10 juillet 2009
Un homme comparaissait hier devant le tribunal correctionnel de Vannes pour violence volontaire à l'encontre de son épouse. Le couple s'était déjà plusieurs fois disputé le samedi 20juin, le mari allant jusqu'à frapper sa femme au visage. Le lendemain, les disputes avaient repris. «Je suis sortie de la maison pour aller dans le mobile home et mon mari est venu frapper à la porte. Il a recommencé à m'insulter et m'a à nouveau frappée», a expliqué l'épouse. Dans l'après-midi, la violence est montée d'un cran dans le bureau de la maison. Le mari a alors saisi un sabre qu'il a sorti de son étui en menaçant sa femme: «Je vais te tuer». La victime avait alors appelé les pompiers qui, arrivés sur place, avaient prévenu les gendarmes en trouvant l'épouse en pleurs, blessée au visage. «Je n'ai pas appelé les pompiers parce que je me sentais en danger; c'était pour soigner mon mari», précise l'épouse, qui n'a pas porté plainte.

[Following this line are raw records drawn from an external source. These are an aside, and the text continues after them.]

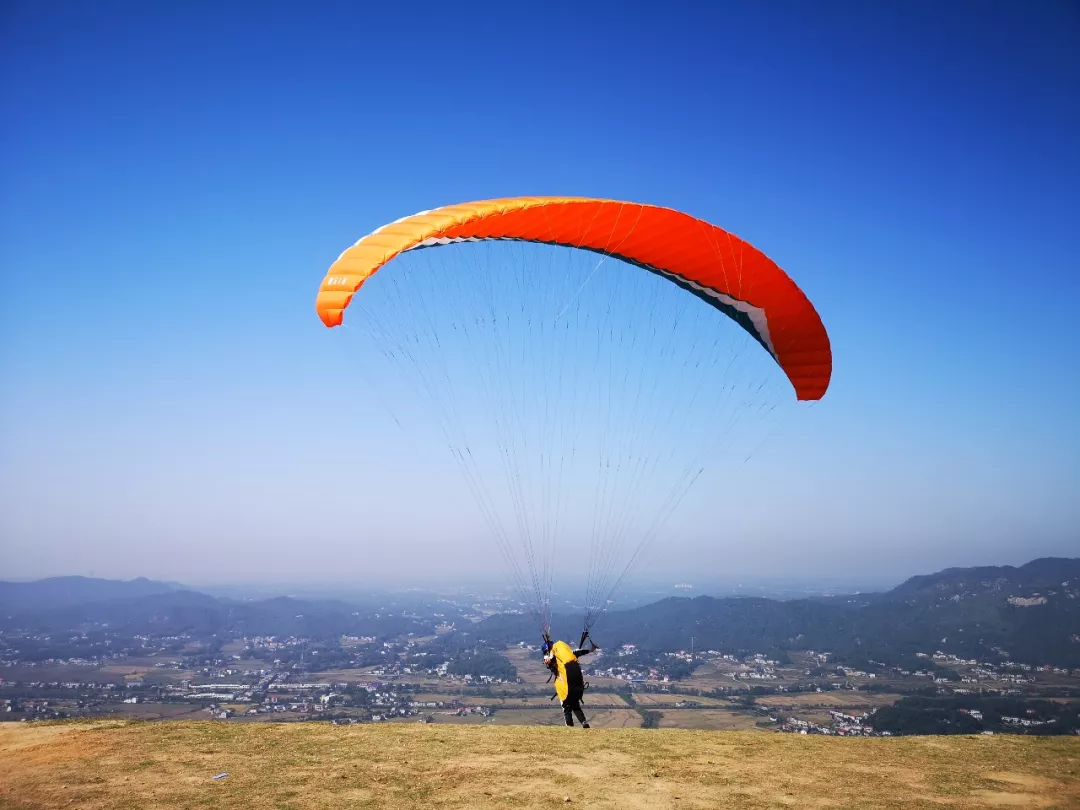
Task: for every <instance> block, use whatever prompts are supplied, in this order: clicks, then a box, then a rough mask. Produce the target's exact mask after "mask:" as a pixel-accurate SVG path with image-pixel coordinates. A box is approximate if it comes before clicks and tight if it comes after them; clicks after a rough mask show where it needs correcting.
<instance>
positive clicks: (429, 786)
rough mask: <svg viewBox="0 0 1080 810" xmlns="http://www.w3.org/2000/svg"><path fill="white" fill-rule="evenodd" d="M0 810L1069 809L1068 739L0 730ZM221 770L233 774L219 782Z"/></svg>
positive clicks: (631, 734) (360, 730)
mask: <svg viewBox="0 0 1080 810" xmlns="http://www.w3.org/2000/svg"><path fill="white" fill-rule="evenodd" d="M0 757H2V759H3V761H4V768H3V769H2V770H0V808H8V809H10V810H15V809H16V808H17V809H18V810H35V809H37V808H54V807H78V808H81V809H82V810H97V809H98V808H140V809H144V810H156V809H162V810H163V809H164V808H170V810H184V809H185V808H230V810H262V809H264V808H289V809H291V810H328V809H329V808H345V807H349V808H386V809H387V810H394V809H396V808H415V807H426V808H444V809H450V808H478V809H481V810H483V809H485V808H508V807H513V808H515V809H516V810H527V809H528V808H551V807H554V806H558V807H564V806H567V805H566V797H569V798H570V799H571V802H570V805H569V807H580V808H593V809H595V810H599V809H602V808H606V809H610V810H615V809H616V808H619V810H625V809H626V808H642V809H643V810H644V809H645V808H648V809H649V810H662V809H664V808H678V809H679V810H691V809H694V810H697V809H700V810H713V809H714V808H717V807H739V808H747V809H754V808H773V807H777V808H779V807H843V808H851V809H852V810H859V809H860V808H862V809H866V810H868V809H870V808H874V809H885V808H908V807H913V806H929V805H933V806H940V807H945V808H955V809H957V810H966V809H974V808H994V807H1039V808H1055V807H1056V808H1066V807H1076V806H1077V802H1080V740H1075V739H1067V738H1057V739H1045V738H1004V737H962V738H905V739H891V740H890V739H880V740H836V739H828V738H820V737H819V738H815V737H800V735H781V734H766V733H760V732H698V731H665V730H658V731H646V730H635V729H620V730H596V729H594V730H591V731H588V732H586V731H584V730H582V729H566V728H495V727H446V726H421V725H416V724H409V725H387V726H379V727H376V726H352V727H345V728H339V727H334V726H330V725H327V724H320V725H312V724H303V725H279V724H252V725H245V726H235V725H226V724H214V723H174V724H137V723H133V724H116V723H111V724H32V725H29V724H26V725H24V724H17V725H16V724H0ZM218 773H228V777H226V778H224V779H219V780H214V779H213V777H214V775H215V774H218Z"/></svg>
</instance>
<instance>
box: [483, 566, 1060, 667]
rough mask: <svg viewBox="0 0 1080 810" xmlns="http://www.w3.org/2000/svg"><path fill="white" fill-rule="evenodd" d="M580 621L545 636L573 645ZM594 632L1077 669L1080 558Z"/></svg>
mask: <svg viewBox="0 0 1080 810" xmlns="http://www.w3.org/2000/svg"><path fill="white" fill-rule="evenodd" d="M580 621H581V620H580V617H569V616H564V617H555V619H554V620H553V622H552V623H553V627H554V629H555V630H557V631H558V632H559V633H563V634H565V635H566V636H567V637H572V639H573V640H577V637H578V634H579V633H580V632H581V625H580ZM482 631H483V633H484V634H485V636H486V637H488V638H489V639H491V640H507V642H510V640H518V639H521V638H528V637H531V636H536V634H537V632H536V627H535V626H531V625H530V623H529V621H528V620H527V619H526V618H523V617H514V616H497V617H491V618H490V619H488V620H487V621H485V622H484V623H483V625H482ZM593 635H594V636H595V637H596V639H597V643H599V644H603V645H606V646H609V647H610V646H618V645H621V644H635V645H637V646H638V647H640V648H643V649H649V650H654V651H676V650H688V649H690V648H691V645H692V646H693V647H694V648H696V649H699V650H704V649H716V650H721V651H725V652H735V651H739V650H745V651H758V652H768V653H770V654H774V656H781V657H782V656H784V654H786V653H787V652H788V651H792V650H801V649H814V650H819V651H829V652H833V653H834V654H835V656H836V657H837V659H838V660H842V661H846V662H848V663H850V664H852V665H860V666H870V667H873V666H874V664H873V662H880V663H883V664H889V665H901V664H910V665H912V666H913V669H918V667H920V666H922V667H923V669H924V664H920V661H922V660H921V659H917V658H916V657H915V653H917V652H929V653H933V652H935V651H939V650H941V651H943V652H949V653H954V654H956V656H960V657H962V658H974V659H978V660H1002V659H1012V660H1015V661H1020V662H1024V663H1029V664H1037V665H1041V664H1052V665H1057V666H1070V667H1074V666H1080V559H1076V558H1051V557H1048V558H1042V559H1036V561H1032V562H1030V563H1028V564H1027V565H1024V566H1021V567H1018V568H1015V567H1012V566H1000V567H981V568H949V569H947V570H944V571H939V572H937V573H932V575H928V576H921V577H913V578H912V579H909V580H907V581H906V582H904V583H903V584H901V585H899V586H896V588H894V589H892V590H891V591H889V592H887V593H880V594H859V595H851V596H841V597H828V598H815V599H795V600H788V602H777V600H773V599H764V598H755V597H729V598H713V597H710V596H699V597H696V598H683V597H671V598H666V599H662V600H660V602H657V603H653V604H652V605H647V606H645V607H640V608H635V609H633V610H624V611H611V612H608V613H607V615H605V616H604V617H602V619H600V621H599V622H598V623H597V624H596V625H595V627H594V631H593Z"/></svg>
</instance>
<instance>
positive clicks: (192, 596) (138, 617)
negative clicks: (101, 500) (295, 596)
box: [0, 577, 434, 638]
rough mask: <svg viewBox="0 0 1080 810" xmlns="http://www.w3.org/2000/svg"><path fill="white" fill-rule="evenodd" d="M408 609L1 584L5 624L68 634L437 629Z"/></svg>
mask: <svg viewBox="0 0 1080 810" xmlns="http://www.w3.org/2000/svg"><path fill="white" fill-rule="evenodd" d="M402 612H404V611H402ZM402 612H396V613H395V615H390V613H377V612H370V611H367V612H361V611H360V610H359V608H357V607H356V606H354V605H350V604H347V603H343V602H337V600H333V599H326V600H309V599H294V598H291V597H287V596H278V597H274V598H271V599H260V600H252V602H246V600H245V602H240V600H233V599H226V598H216V597H214V596H208V595H206V594H203V593H198V592H195V591H189V590H185V589H184V586H183V585H177V584H175V583H170V582H154V581H152V580H147V579H136V580H131V581H127V582H124V581H118V580H102V579H87V578H84V577H58V578H54V579H45V580H38V581H37V582H0V630H5V629H6V630H12V629H19V630H31V631H36V632H64V631H79V630H85V629H86V627H87V626H91V625H95V624H96V625H100V624H108V626H109V627H110V629H111V630H113V631H118V632H129V633H153V634H157V635H180V634H188V635H191V636H193V637H202V638H206V637H211V636H218V637H224V636H229V635H247V636H256V635H276V636H298V637H308V638H336V637H339V636H341V635H375V636H380V637H384V636H396V635H401V634H405V633H417V634H422V633H433V632H434V622H424V621H420V620H416V619H408V618H406V617H405V616H403V615H402Z"/></svg>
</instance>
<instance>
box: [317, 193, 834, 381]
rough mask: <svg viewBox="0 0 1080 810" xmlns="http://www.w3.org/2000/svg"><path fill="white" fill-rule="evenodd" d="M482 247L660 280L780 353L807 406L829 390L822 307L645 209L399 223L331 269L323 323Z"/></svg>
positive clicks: (509, 210) (767, 276)
mask: <svg viewBox="0 0 1080 810" xmlns="http://www.w3.org/2000/svg"><path fill="white" fill-rule="evenodd" d="M483 240H518V241H524V242H540V243H545V244H553V245H563V246H567V247H579V248H583V249H588V251H594V252H596V253H600V254H605V255H608V256H611V257H613V258H618V259H621V260H623V261H626V262H630V264H632V265H636V266H638V267H642V268H644V269H646V270H649V271H651V272H654V273H659V274H661V275H663V276H665V278H667V279H670V280H671V281H673V282H674V283H676V284H678V285H679V286H680V287H683V288H685V289H687V291H688V292H690V293H693V294H694V295H697V296H698V297H700V298H702V299H703V300H705V301H707V302H708V303H711V305H712V306H714V307H716V308H717V309H718V310H720V311H721V312H724V313H725V314H727V315H728V316H730V318H731V319H733V320H734V321H735V322H737V323H739V324H740V325H741V326H742V327H743V328H744V329H746V332H748V333H750V334H751V335H752V336H753V337H754V338H755V339H756V340H757V341H758V342H760V343H761V346H764V347H765V348H766V350H768V351H769V353H771V354H772V356H773V357H774V359H775V361H777V363H778V364H779V365H780V367H781V368H782V369H783V370H784V374H786V375H787V378H788V379H789V380H791V382H792V384H793V386H794V387H795V393H796V396H797V397H798V399H799V400H820V399H821V397H822V396H823V395H824V394H825V391H826V390H827V389H828V383H829V378H831V377H832V373H833V355H832V350H831V348H829V341H828V335H827V333H826V332H825V327H824V325H823V324H822V322H821V318H819V315H818V312H816V311H815V310H814V308H813V305H812V303H810V300H809V299H808V298H807V297H806V295H804V293H802V291H801V289H799V287H798V286H797V285H796V284H795V282H794V281H792V280H791V278H788V276H787V274H786V273H784V271H783V270H781V269H780V268H779V267H778V266H777V264H775V262H774V261H772V260H771V259H770V258H769V257H768V256H766V255H765V254H764V253H761V252H760V251H758V249H757V248H756V247H754V246H753V245H751V244H748V243H746V242H744V241H743V240H741V239H739V238H738V237H734V235H732V234H731V233H728V232H727V231H725V230H723V229H720V228H717V227H716V226H714V225H710V224H708V222H705V221H704V220H701V219H697V218H696V217H692V216H690V215H689V214H683V213H680V212H677V211H674V210H672V208H663V207H659V206H656V205H644V204H640V203H631V202H620V201H617V200H593V199H589V198H573V197H519V198H510V199H505V200H486V201H482V202H472V203H462V204H460V205H448V206H446V207H443V208H435V210H434V211H426V212H421V213H420V214H416V215H415V216H410V217H405V218H403V219H399V220H397V221H395V222H391V224H390V225H387V226H383V227H382V228H379V229H378V230H376V231H375V232H374V233H372V234H369V235H367V237H364V238H363V239H361V240H360V241H359V242H356V244H354V245H353V246H352V247H350V248H348V249H347V251H346V252H345V253H342V254H341V256H340V257H339V258H338V260H337V261H335V262H334V265H333V266H330V269H329V271H328V272H327V274H326V278H325V279H323V283H322V285H321V287H320V289H319V296H318V298H316V300H315V309H316V311H318V312H319V316H320V318H321V319H322V321H323V323H324V324H326V326H332V327H333V326H337V325H339V324H340V323H341V320H342V315H343V312H345V310H346V309H347V308H348V307H349V302H350V301H351V300H352V297H353V295H355V293H356V292H357V291H359V289H360V288H361V286H362V285H363V284H364V282H365V281H366V280H367V279H368V278H369V276H370V275H372V274H373V273H375V272H376V271H377V270H379V268H381V267H382V266H383V265H386V264H387V262H389V261H390V260H392V259H393V258H394V257H395V256H397V255H399V254H401V253H403V252H405V251H411V249H417V248H421V247H435V246H438V245H445V244H451V243H455V242H471V241H483Z"/></svg>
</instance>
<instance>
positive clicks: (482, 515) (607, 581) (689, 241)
mask: <svg viewBox="0 0 1080 810" xmlns="http://www.w3.org/2000/svg"><path fill="white" fill-rule="evenodd" d="M362 287H363V291H362ZM704 305H707V306H704ZM315 308H316V311H318V313H319V316H320V319H321V320H322V322H323V323H324V324H325V325H326V326H327V327H339V326H342V328H340V329H338V328H334V332H335V334H342V333H345V334H355V335H357V336H359V337H360V338H361V339H362V341H363V342H362V345H361V346H359V347H356V351H355V352H353V351H350V354H355V355H356V356H357V357H362V362H361V365H363V366H364V367H365V377H366V378H367V381H368V386H367V387H366V390H369V391H374V392H375V393H376V395H377V396H378V397H379V399H380V400H381V401H382V402H383V404H386V405H388V407H390V409H391V413H392V416H393V418H394V421H396V422H397V423H399V424H401V423H402V421H401V420H400V419H399V411H397V410H396V408H397V407H399V406H401V405H403V404H404V401H405V400H406V399H408V396H409V395H411V396H415V399H416V400H418V401H419V410H420V416H422V417H423V418H430V419H431V421H432V422H433V423H434V426H435V427H436V429H437V433H436V434H435V435H434V436H433V438H434V441H435V442H440V443H445V444H446V446H447V447H448V448H449V450H450V453H451V455H453V458H454V460H455V462H456V463H457V465H458V468H459V470H460V472H461V474H462V481H463V483H464V485H465V486H467V488H468V490H469V492H470V495H471V496H472V497H473V498H474V500H475V502H476V505H477V511H478V514H480V515H481V516H482V518H483V521H484V522H485V523H486V524H487V528H488V529H489V531H490V534H491V535H492V537H494V539H495V540H496V543H497V545H498V548H499V551H500V552H501V553H502V556H503V561H504V562H505V564H507V568H508V570H509V572H510V576H511V578H512V580H513V582H514V584H515V586H516V588H517V589H518V592H519V593H521V595H522V603H523V605H525V606H526V607H527V608H528V610H529V611H530V612H531V613H532V615H534V617H535V618H536V619H537V621H538V624H539V626H540V629H541V630H542V631H544V632H546V631H548V629H549V619H550V613H551V594H552V592H553V589H552V584H553V581H554V580H555V578H556V576H562V572H575V573H576V572H578V570H579V569H580V572H581V575H582V577H583V578H586V580H588V582H586V588H585V595H584V598H583V599H579V600H572V599H570V598H568V597H564V598H566V599H567V604H568V605H569V606H573V607H576V608H582V607H583V609H584V613H585V618H584V622H583V625H584V630H585V631H586V632H588V630H589V629H590V626H591V625H592V623H593V621H595V619H596V618H597V617H598V616H599V615H600V613H603V612H604V611H605V610H606V609H607V607H608V605H609V604H610V599H611V596H612V595H613V593H615V592H616V590H617V589H618V588H619V585H620V583H621V582H622V580H623V578H624V577H625V576H626V573H627V571H630V570H631V568H632V567H633V566H634V564H635V563H636V561H637V559H638V558H639V556H640V554H642V552H643V550H645V549H646V548H647V546H648V545H649V543H650V542H651V541H652V539H654V538H656V537H657V536H658V535H659V534H660V532H661V531H662V530H663V529H664V526H665V523H666V521H667V519H669V518H670V516H671V515H672V514H673V513H674V511H675V510H676V509H677V507H678V504H679V503H680V501H681V500H683V498H684V496H685V495H686V494H687V492H688V491H689V489H690V488H691V486H692V485H693V484H694V482H696V481H698V478H699V477H700V475H701V473H702V472H703V471H704V469H705V465H706V463H708V462H710V461H711V460H712V459H713V458H714V457H715V456H716V455H718V454H719V453H721V451H723V453H724V454H725V456H726V457H727V458H728V459H730V460H731V461H732V462H733V463H732V467H733V465H734V464H739V463H742V462H743V461H745V460H746V459H747V458H750V457H751V456H752V455H753V454H754V453H755V448H756V447H759V446H760V444H761V443H762V442H764V441H765V438H766V437H767V436H768V435H769V432H768V430H767V428H768V427H769V426H770V424H771V423H772V422H773V420H774V415H775V413H777V410H778V409H780V407H781V406H782V405H783V404H784V403H795V402H796V401H815V400H820V399H821V397H822V396H823V395H824V394H825V392H826V390H827V389H828V386H829V380H831V377H832V370H833V359H832V351H831V347H829V339H828V335H827V333H826V332H825V327H824V326H823V324H822V322H821V319H820V318H819V315H818V312H816V311H815V309H814V307H813V305H812V303H811V302H810V300H809V299H808V298H807V296H806V295H805V294H804V293H802V291H801V289H799V287H798V286H797V285H796V284H795V282H794V281H792V279H791V278H788V276H787V274H786V273H784V271H783V270H781V269H780V268H779V267H778V266H777V264H775V262H774V261H773V260H772V259H770V258H769V257H768V256H766V255H765V254H764V253H762V252H761V251H759V249H757V248H756V247H754V246H753V245H751V244H748V243H747V242H745V241H743V240H741V239H739V238H738V237H735V235H733V234H731V233H728V232H727V231H725V230H723V229H720V228H718V227H716V226H714V225H711V224H710V222H706V221H704V220H701V219H698V218H696V217H692V216H690V215H689V214H684V213H681V212H678V211H673V210H671V208H664V207H660V206H656V205H646V204H642V203H633V202H620V201H617V200H597V199H589V198H575V197H519V198H508V199H502V200H486V201H480V202H472V203H462V204H460V205H449V206H446V207H442V208H435V210H433V211H426V212H421V213H419V214H416V215H414V216H408V217H404V218H402V219H399V220H396V221H394V222H391V224H389V225H386V226H382V227H381V228H378V229H377V230H375V231H374V232H373V233H370V234H368V235H366V237H364V238H362V239H361V240H360V241H357V242H356V243H355V244H354V245H352V246H351V247H349V248H347V249H346V251H345V252H343V253H342V254H341V255H340V256H339V257H338V259H337V260H336V261H335V262H334V264H333V265H332V267H330V268H329V270H328V272H327V273H326V276H325V278H324V279H323V282H322V285H321V286H320V289H319V294H318V297H316V301H315ZM350 308H351V309H350ZM347 310H348V313H347ZM347 314H348V316H347ZM350 324H356V326H355V327H350ZM377 364H381V366H380V367H379V368H378V369H376V370H375V372H374V373H372V374H367V370H368V366H370V367H372V368H374V367H375V366H376V365H377ZM399 375H400V378H401V380H402V381H403V384H404V388H405V389H407V391H406V396H402V397H395V396H394V395H393V392H392V391H390V390H389V388H390V381H391V380H393V379H397V378H399ZM793 388H794V393H795V396H794V397H793V396H792V395H791V394H792V389H793ZM405 407H407V405H405ZM761 426H765V428H766V429H762V427H761ZM755 428H756V429H757V431H756V434H755ZM410 435H411V432H410ZM744 440H745V441H744ZM758 440H760V441H758ZM728 495H729V494H728V492H727V491H724V490H721V489H718V490H717V491H716V496H715V501H716V502H715V503H714V504H711V508H714V509H715V511H716V513H717V514H720V513H721V512H724V511H725V510H727V511H728V513H732V512H735V511H738V510H734V509H733V507H734V504H733V503H732V502H731V501H730V499H727V500H726V498H727V496H728ZM726 524H727V522H726V521H725V522H721V521H717V522H716V526H715V527H710V530H711V531H715V532H716V535H717V536H719V537H723V532H724V531H726V530H727V528H728V527H727V525H726ZM565 593H566V591H564V594H565ZM584 638H585V635H584V634H583V635H582V642H583V640H584Z"/></svg>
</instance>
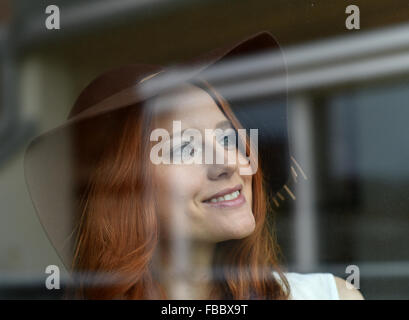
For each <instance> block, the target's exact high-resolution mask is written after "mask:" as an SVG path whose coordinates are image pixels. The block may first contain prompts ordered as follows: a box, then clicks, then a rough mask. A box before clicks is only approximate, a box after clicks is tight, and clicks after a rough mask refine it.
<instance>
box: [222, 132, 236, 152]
mask: <svg viewBox="0 0 409 320" xmlns="http://www.w3.org/2000/svg"><path fill="white" fill-rule="evenodd" d="M218 141H219V143H220V144H221V145H222V146H223V147H225V148H228V149H231V148H235V147H236V145H237V142H236V131H235V130H233V129H229V130H226V132H225V133H224V134H223V135H222V136H221V137H220V139H218Z"/></svg>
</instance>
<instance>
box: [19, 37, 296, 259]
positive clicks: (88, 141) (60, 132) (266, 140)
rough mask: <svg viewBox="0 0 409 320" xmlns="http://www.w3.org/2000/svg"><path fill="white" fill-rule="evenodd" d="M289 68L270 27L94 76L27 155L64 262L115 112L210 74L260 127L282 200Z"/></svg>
mask: <svg viewBox="0 0 409 320" xmlns="http://www.w3.org/2000/svg"><path fill="white" fill-rule="evenodd" d="M285 73H286V70H285V64H284V59H283V56H282V53H281V50H280V48H279V46H278V44H277V42H276V40H275V39H274V37H273V36H272V35H271V34H270V33H269V32H260V33H257V34H255V35H252V36H250V37H247V38H245V39H243V40H240V41H237V42H235V43H232V44H229V45H227V46H225V47H223V48H219V49H216V50H213V51H210V52H208V53H206V54H203V55H200V56H199V57H197V58H194V59H191V60H189V61H187V62H184V63H180V64H177V65H173V66H171V67H167V68H165V67H161V66H152V65H141V64H134V65H127V66H123V67H119V68H115V69H113V70H109V71H107V72H105V73H103V74H102V75H100V76H99V77H97V78H96V79H95V80H93V81H92V82H91V83H90V84H89V85H88V86H87V87H86V88H85V89H84V90H83V91H82V92H81V94H80V96H79V97H78V99H77V101H76V102H75V104H74V106H73V108H72V110H71V112H70V114H69V116H68V119H67V121H66V122H65V123H63V124H61V125H60V126H58V127H57V128H55V129H53V130H51V131H49V132H46V133H44V134H42V135H40V136H38V137H36V138H35V139H34V140H32V141H31V143H30V144H29V145H28V147H27V150H26V154H25V178H26V183H27V186H28V189H29V193H30V196H31V199H32V202H33V204H34V207H35V209H36V212H37V214H38V217H39V219H40V221H41V224H42V226H43V228H44V229H45V231H46V233H47V235H48V237H49V240H50V241H51V243H52V244H53V246H54V247H55V249H56V251H57V253H58V254H59V256H60V258H61V259H62V261H63V263H64V264H65V265H66V266H70V264H71V260H72V249H73V241H74V239H75V230H76V226H77V224H78V217H79V213H78V212H76V210H77V203H78V201H79V198H80V197H81V192H82V191H84V190H85V186H86V184H87V174H88V169H89V168H90V167H92V166H93V165H94V164H95V161H97V160H98V159H99V157H100V156H101V152H102V150H103V147H104V142H105V141H106V139H107V137H108V136H109V135H110V133H111V132H112V130H115V128H117V126H118V125H121V124H120V123H119V124H118V123H117V119H116V117H115V116H113V115H115V113H117V112H120V111H121V110H124V109H125V108H132V107H135V108H136V107H137V105H138V104H139V103H141V102H144V101H147V100H149V99H151V98H153V97H155V96H157V95H158V94H160V93H162V92H164V91H165V90H168V89H170V88H172V87H176V86H178V85H180V84H182V83H185V82H187V81H191V80H192V79H199V78H200V79H204V80H206V81H207V82H208V83H209V84H211V85H212V87H214V88H215V89H216V90H217V91H218V92H219V93H220V94H221V95H222V96H223V97H224V98H225V100H227V101H228V102H229V105H230V106H231V109H232V111H233V112H234V113H235V115H236V117H237V118H238V119H239V121H240V122H241V124H242V125H243V126H244V127H245V128H257V129H259V142H258V144H259V154H260V156H261V158H262V165H263V163H264V165H266V167H268V170H267V173H266V178H267V182H268V188H269V190H270V191H271V192H270V195H275V194H277V193H278V196H277V197H276V198H274V199H272V200H273V201H274V203H275V204H276V205H277V206H279V202H280V201H283V200H284V199H285V198H291V197H292V193H291V191H290V190H289V189H288V190H287V194H284V192H281V193H280V189H282V188H283V186H285V187H287V185H286V183H287V181H288V179H289V177H290V176H291V172H290V168H291V164H290V162H291V157H290V155H289V150H288V132H287V95H286V83H285V81H284V83H283V79H286V78H285V77H283V75H285ZM77 145H80V147H77ZM78 168H80V169H78ZM87 168H88V169H87ZM263 169H264V168H263ZM292 170H293V169H292Z"/></svg>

L'épouse ne porte pas plainte
«J'ai sorti le sabre pour lui faire peur. Pas pour la blesser. Je prends beaucoup de médicaments pour mes problèmes de santé et j'étais très fatigué; j'ai perdu la tête parce que je n'étais pas bien», explique le prévenu, qui vit toujours avec sa femme. «Les violences conjugales ce n'est pas un problème de couple, mais un problème de société. C'est pour cela que le parquet a décidé de poursuivre monsieur, même si madame n'a pas porté plainte», a souligné le procureur en demandant une peine de prison avec sursis. «En appelant de l'aide, madame n'a en aucun cas voulu porter plainte mais porter secours à son mari», a indiqué l'avocat de la défense. Le tribunal a condamné le mari violent à un mois de prison avec sursis.